At last year’s Cannes Lions festival, the UK failed to pick up a single Creative Effectiveness gong. While total entries were down on the previous festival - something that the organisers blamed partly on marketers shifting focus on the short term during the pandemic – the UK still underperformed compared to other countries. But blaming short-term activations alone seems a convenient excuse. Alongside the proven long-term, brand-centric model of marketing effectiveness, a more agile alternative is emerging that is characterised by regular high-impact activations that energise a brand within a longer-term strategy.

The IPA and ISBA seem to have acknowledged that effectiveness is an issue and last year launched the Marketing Effectiveness Culture Monitor - a benchmarking survey that looks to place the emphasis more firmly on building creative effectiveness cultures. The IPA has also launched an Effectiveness Accreditation programme as a key plank of the Accelerate Opportunity agenda of its president Julian Douglas.
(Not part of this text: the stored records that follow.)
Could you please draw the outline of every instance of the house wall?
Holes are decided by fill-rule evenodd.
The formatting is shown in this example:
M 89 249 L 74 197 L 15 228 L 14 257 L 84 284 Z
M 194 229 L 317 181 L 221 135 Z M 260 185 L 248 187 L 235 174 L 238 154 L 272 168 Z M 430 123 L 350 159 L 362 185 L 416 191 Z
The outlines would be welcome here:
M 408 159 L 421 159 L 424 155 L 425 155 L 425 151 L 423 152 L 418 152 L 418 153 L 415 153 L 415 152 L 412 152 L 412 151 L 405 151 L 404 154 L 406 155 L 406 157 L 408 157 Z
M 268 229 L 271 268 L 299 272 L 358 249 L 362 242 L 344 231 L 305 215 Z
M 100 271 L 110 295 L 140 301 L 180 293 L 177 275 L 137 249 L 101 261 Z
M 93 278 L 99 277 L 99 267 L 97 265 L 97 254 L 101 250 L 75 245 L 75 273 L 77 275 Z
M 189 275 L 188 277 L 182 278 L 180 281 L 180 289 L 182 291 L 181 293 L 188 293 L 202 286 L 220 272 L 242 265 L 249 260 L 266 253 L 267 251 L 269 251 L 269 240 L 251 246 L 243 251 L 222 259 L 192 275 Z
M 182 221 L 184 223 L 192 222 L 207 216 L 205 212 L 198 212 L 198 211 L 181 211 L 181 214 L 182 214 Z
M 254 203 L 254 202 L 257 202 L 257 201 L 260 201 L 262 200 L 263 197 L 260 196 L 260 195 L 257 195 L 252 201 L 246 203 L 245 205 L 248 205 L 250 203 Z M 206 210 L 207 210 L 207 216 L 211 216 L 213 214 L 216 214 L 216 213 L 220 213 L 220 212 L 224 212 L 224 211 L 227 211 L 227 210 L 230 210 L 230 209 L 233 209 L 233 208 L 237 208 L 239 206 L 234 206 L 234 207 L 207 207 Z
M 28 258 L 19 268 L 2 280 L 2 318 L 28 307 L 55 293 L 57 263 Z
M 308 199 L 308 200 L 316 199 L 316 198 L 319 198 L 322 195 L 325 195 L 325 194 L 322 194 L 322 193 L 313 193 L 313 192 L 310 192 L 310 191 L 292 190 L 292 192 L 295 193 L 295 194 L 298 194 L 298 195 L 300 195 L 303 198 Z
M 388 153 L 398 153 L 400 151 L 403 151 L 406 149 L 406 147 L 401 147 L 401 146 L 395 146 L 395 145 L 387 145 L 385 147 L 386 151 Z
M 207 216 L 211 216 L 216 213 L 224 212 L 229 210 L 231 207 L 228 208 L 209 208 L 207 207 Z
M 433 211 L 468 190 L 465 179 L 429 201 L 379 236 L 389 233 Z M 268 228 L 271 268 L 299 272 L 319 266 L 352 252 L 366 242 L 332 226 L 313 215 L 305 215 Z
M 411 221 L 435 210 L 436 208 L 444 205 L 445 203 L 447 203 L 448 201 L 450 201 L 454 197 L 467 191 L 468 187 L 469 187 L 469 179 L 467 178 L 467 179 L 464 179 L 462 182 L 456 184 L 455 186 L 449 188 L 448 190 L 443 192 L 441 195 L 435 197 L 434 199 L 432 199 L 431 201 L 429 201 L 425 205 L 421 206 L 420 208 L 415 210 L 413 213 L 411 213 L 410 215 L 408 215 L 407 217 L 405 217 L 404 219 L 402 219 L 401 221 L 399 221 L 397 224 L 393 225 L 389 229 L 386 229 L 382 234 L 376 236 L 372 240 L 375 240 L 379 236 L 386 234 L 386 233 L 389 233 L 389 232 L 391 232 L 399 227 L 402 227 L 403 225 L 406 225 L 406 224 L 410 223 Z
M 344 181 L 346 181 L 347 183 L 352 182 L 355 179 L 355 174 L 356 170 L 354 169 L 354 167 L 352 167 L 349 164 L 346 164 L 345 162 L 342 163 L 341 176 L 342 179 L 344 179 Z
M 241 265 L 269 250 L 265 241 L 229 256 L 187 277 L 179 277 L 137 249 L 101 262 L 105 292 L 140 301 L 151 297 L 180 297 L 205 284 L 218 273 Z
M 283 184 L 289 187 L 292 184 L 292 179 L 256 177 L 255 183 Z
Will this pay off? Well, it’s certainly a start. The release of the first Effectiveness Culture Monitor showed that there was much still to do - it described effectiveness culture as strong both at agencies and brands “at a surface level” but added that there is significant work that can be done at a deeper level through the creation of effectiveness roadmaps.

More profound will be ensuring that an effectiveness culture is hardwired into more agencies than the 19 that have so far achieved Effectiveness Accreditation, as well as challenging brands to appreciate the long-term benefits of effectiveness over shorter-term metrics.

With a whole sweep of new agency leaders taking up their roles over recent months, the opportunity to reinforce the importance of effectiveness throughout an agency - and to ensure that it doesn’t just remain in the confines of planning departments - is one that should be seized.